Begin augustus werden de halfjaarlijkse cijfers over de Duitse economie bekendgemaakt. Die waren niet al te best, want het land trappelt ter plaatse. De stagnatie heeft verschillende oorzaken en de regering geeft niet de indruk dat ze veel werk maakt van een verbetering. Ze belooft dat ze startvergunningen voor bedrijven sneller wil afleveren en de bureaucratie wil verminderen. Ik weet uit ervaring dat de bureaucratie in vergelijking met andere landen – met Italië als notoire uitzondering – een ware martelgang is. Voor de bouw van een nieuw filiaal, voor het energiebeleid, laat staan voor een prijscontrolesysteem ten behoeve van energiegrootverbruikers, worden bedrijven aan hun lot overgelaten.
Daar houdt het niet op. De stijgende materiaalkosten, lonen en sociale bijdragen ondergraven de concurrentiepositie van de Duitse bedrijven. Ook de digitale infrastructuur is nog altijd van een bedenkelijk niveau. Ondernemersorganisaties hebben weinig vertrouwen in de federale regeringscoalitie van groenen, liberalen en sociaaldemocraten, want ze krijgen te weinig steun in de strijd tegen de verzwakking van hun marktpositie. Het mag dus niet verbazen dat de economische vooruitzichten voor het hele jaar negatief zijn. Zelfs een krimp van de Duitse economie wordt niet uitgesloten.

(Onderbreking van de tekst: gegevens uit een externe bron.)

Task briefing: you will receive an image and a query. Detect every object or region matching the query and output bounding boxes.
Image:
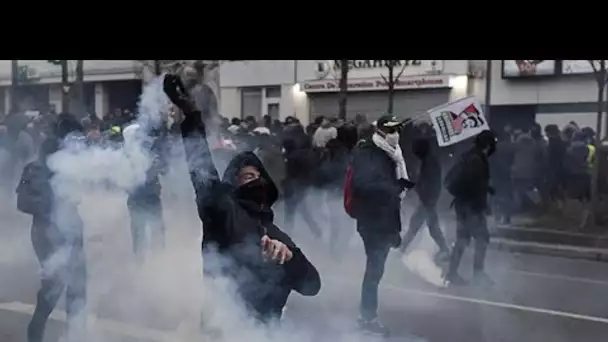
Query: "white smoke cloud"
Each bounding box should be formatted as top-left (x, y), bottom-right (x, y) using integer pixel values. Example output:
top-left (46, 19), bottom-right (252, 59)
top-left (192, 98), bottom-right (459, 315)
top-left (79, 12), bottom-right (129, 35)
top-left (3, 73), bottom-right (436, 342)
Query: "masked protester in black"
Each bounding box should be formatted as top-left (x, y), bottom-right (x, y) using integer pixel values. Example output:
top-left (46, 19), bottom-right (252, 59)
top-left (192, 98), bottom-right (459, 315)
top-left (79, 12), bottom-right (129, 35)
top-left (164, 75), bottom-right (321, 322)
top-left (17, 113), bottom-right (86, 342)
top-left (351, 115), bottom-right (414, 336)
top-left (445, 130), bottom-right (496, 285)
top-left (401, 136), bottom-right (450, 262)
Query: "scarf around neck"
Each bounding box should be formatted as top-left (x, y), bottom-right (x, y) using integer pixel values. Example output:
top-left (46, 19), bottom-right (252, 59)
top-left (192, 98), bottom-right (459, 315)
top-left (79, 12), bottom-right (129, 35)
top-left (372, 133), bottom-right (410, 184)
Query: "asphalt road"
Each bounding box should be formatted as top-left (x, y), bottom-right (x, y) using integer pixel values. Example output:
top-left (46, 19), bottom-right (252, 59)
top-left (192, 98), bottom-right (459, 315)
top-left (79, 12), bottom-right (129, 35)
top-left (0, 192), bottom-right (608, 342)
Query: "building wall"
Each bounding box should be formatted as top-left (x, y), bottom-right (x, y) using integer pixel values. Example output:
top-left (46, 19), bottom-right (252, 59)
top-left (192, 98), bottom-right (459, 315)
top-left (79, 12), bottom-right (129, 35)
top-left (491, 60), bottom-right (598, 129)
top-left (492, 60), bottom-right (597, 105)
top-left (220, 60), bottom-right (472, 123)
top-left (0, 60), bottom-right (141, 86)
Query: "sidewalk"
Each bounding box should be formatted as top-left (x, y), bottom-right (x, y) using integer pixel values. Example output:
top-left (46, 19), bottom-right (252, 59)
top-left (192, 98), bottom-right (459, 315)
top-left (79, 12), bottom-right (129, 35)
top-left (490, 237), bottom-right (608, 262)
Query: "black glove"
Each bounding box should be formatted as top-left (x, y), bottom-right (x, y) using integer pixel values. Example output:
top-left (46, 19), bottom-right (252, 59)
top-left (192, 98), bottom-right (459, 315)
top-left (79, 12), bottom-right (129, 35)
top-left (399, 178), bottom-right (416, 190)
top-left (163, 74), bottom-right (194, 113)
top-left (391, 233), bottom-right (401, 248)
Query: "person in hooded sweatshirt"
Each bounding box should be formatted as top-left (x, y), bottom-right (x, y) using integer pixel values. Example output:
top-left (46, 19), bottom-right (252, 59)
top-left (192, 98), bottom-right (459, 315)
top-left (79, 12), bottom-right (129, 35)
top-left (123, 123), bottom-right (167, 261)
top-left (17, 114), bottom-right (86, 342)
top-left (312, 118), bottom-right (338, 149)
top-left (351, 115), bottom-right (414, 336)
top-left (283, 120), bottom-right (323, 239)
top-left (445, 130), bottom-right (496, 285)
top-left (401, 134), bottom-right (450, 261)
top-left (564, 132), bottom-right (592, 229)
top-left (164, 75), bottom-right (321, 322)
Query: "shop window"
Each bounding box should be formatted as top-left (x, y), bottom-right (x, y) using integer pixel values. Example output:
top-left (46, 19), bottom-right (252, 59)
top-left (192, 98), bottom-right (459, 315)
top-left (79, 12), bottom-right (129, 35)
top-left (241, 87), bottom-right (262, 119)
top-left (268, 103), bottom-right (279, 120)
top-left (266, 86), bottom-right (281, 98)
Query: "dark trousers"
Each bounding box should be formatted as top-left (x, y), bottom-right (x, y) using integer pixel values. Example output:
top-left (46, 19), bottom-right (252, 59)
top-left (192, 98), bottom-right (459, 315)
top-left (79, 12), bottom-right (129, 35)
top-left (27, 226), bottom-right (86, 342)
top-left (448, 201), bottom-right (490, 276)
top-left (401, 201), bottom-right (449, 253)
top-left (357, 228), bottom-right (392, 320)
top-left (283, 179), bottom-right (322, 238)
top-left (325, 189), bottom-right (355, 257)
top-left (127, 196), bottom-right (165, 255)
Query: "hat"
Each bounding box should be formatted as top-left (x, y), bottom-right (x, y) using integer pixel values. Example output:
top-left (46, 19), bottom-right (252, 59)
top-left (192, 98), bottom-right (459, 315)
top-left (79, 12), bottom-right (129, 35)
top-left (376, 115), bottom-right (401, 128)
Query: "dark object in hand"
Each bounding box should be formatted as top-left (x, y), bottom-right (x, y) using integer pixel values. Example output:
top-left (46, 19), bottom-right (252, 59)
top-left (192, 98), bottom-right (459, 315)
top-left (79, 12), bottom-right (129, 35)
top-left (390, 233), bottom-right (402, 248)
top-left (399, 178), bottom-right (416, 190)
top-left (163, 74), bottom-right (194, 113)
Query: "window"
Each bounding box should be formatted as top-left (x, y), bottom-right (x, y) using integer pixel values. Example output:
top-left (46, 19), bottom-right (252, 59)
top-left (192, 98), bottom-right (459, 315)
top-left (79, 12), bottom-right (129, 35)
top-left (266, 86), bottom-right (281, 98)
top-left (241, 87), bottom-right (262, 119)
top-left (268, 103), bottom-right (279, 120)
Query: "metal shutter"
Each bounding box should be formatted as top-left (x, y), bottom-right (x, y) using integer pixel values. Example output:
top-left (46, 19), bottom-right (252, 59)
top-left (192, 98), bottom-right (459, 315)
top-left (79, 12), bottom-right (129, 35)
top-left (308, 89), bottom-right (450, 122)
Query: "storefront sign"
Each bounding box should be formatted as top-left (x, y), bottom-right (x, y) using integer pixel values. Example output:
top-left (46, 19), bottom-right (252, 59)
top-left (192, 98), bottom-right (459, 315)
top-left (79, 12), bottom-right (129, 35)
top-left (302, 75), bottom-right (450, 93)
top-left (502, 59), bottom-right (555, 78)
top-left (314, 59), bottom-right (443, 80)
top-left (562, 60), bottom-right (600, 75)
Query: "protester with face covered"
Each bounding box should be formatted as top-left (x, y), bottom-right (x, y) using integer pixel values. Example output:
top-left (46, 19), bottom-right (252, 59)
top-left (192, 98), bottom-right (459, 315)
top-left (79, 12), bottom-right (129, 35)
top-left (283, 120), bottom-right (322, 238)
top-left (315, 125), bottom-right (357, 258)
top-left (123, 124), bottom-right (167, 260)
top-left (17, 114), bottom-right (86, 342)
top-left (445, 130), bottom-right (496, 285)
top-left (401, 131), bottom-right (450, 261)
top-left (312, 118), bottom-right (338, 148)
top-left (164, 75), bottom-right (321, 321)
top-left (351, 115), bottom-right (414, 335)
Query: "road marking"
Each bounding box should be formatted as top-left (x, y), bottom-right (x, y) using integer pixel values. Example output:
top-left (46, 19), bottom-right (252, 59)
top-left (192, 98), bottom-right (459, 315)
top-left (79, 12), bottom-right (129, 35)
top-left (0, 302), bottom-right (170, 342)
top-left (507, 269), bottom-right (608, 286)
top-left (323, 276), bottom-right (608, 324)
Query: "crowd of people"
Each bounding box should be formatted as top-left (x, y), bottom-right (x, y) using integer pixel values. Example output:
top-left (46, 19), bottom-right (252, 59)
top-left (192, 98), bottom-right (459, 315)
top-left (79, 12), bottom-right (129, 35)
top-left (2, 75), bottom-right (595, 342)
top-left (491, 122), bottom-right (605, 228)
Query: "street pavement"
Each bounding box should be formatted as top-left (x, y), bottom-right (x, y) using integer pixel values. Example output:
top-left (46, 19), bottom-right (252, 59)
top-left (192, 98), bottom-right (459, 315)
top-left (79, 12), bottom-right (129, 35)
top-left (0, 192), bottom-right (608, 342)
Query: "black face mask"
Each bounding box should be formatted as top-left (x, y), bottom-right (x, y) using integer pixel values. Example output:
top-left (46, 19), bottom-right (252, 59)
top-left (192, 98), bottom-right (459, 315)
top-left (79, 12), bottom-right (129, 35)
top-left (488, 144), bottom-right (496, 157)
top-left (236, 177), bottom-right (268, 204)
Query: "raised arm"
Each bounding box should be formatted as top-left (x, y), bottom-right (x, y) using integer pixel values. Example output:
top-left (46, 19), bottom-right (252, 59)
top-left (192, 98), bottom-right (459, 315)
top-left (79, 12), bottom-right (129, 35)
top-left (163, 75), bottom-right (219, 210)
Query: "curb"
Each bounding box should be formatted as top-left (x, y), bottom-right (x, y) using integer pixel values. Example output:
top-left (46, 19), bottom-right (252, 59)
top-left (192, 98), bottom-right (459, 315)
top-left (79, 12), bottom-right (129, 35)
top-left (490, 238), bottom-right (608, 262)
top-left (491, 226), bottom-right (608, 249)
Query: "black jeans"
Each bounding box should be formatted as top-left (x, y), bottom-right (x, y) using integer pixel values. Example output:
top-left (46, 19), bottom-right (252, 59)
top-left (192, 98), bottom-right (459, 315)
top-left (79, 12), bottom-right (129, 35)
top-left (325, 189), bottom-right (355, 257)
top-left (401, 201), bottom-right (449, 253)
top-left (448, 201), bottom-right (490, 276)
top-left (357, 228), bottom-right (393, 320)
top-left (27, 225), bottom-right (87, 342)
top-left (127, 196), bottom-right (165, 255)
top-left (283, 179), bottom-right (322, 238)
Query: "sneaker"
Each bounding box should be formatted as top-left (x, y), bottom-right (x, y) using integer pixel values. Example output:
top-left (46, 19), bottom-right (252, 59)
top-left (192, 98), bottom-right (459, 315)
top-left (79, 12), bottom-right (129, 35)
top-left (473, 272), bottom-right (494, 286)
top-left (444, 273), bottom-right (469, 286)
top-left (433, 251), bottom-right (450, 264)
top-left (357, 318), bottom-right (391, 337)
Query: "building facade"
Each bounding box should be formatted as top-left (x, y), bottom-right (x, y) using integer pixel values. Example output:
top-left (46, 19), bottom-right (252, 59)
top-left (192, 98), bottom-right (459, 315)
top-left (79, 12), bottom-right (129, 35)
top-left (0, 60), bottom-right (142, 117)
top-left (490, 60), bottom-right (606, 129)
top-left (220, 60), bottom-right (485, 123)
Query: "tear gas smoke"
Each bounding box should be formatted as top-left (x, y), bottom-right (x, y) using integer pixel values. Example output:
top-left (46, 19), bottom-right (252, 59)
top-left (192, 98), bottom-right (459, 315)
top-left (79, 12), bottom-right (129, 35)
top-left (2, 73), bottom-right (442, 342)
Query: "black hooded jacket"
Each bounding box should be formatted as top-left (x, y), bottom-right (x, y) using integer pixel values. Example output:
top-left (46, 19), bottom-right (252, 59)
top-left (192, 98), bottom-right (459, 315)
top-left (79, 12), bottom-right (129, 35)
top-left (181, 112), bottom-right (321, 319)
top-left (412, 138), bottom-right (442, 206)
top-left (351, 139), bottom-right (404, 236)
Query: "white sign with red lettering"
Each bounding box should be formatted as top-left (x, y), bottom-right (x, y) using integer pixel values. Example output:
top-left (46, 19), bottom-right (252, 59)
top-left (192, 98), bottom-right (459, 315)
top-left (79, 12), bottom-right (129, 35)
top-left (428, 96), bottom-right (490, 146)
top-left (302, 75), bottom-right (450, 93)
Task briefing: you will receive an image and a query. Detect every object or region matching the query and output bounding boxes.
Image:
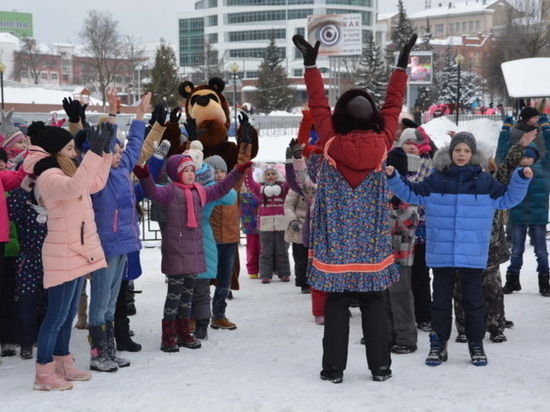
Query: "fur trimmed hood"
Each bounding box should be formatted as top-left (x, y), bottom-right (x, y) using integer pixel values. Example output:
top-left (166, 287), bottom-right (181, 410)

Klinkt dat Vlaamse ondernemers, gezien het Ineos-debat, vertrouwd in de oren? Want ondernemerschap en politiek zijn niet altijd te verzoenen. Dat geldt voor alle Europese lidstaten. We hebben in Duitsland een geval dat vergelijkbaar is met het Ineos-debacle, het Maut-arrest. In een notendop verteld: de vorige federale minister van Verkeer wilde een autovignet invoeren voor buitenlandse autobestuurders op de snelweg. Een onderneming kreeg de opdracht voor de technische uitvoering. Maar het Europees Hof van Justitie verwierp de invoering van het autovignet, aangezien het burgers uit andere lidstaten van de Europese Unie zou discrimineren. De onderneming eiste een schadevergoeding en het Duitse gerecht stelde het bedrijf in het gelijk. De schadevergoeding zal de Duitse belastingbetaler een slordige 243 miljoen euro kosten.
Het verhaal kreeg nog een staartje. De nieuwe federale minister van Verkeer startte een juridische procedure om te onderzoeken of de vorige minister van Verkeer voor die verkeerde beoordeling persoonlijk verantwoordelijk kan worden gesteld. In dat hele circus is er dus altijd een grote winnaar die zeker is van gegarandeerde inkomsten: het juridische apparaat, zowel de verdedigers als de procederende partij. Dat wordt nog spannend. Echt uitzonderlijk is de Ineos-affaire dus niet.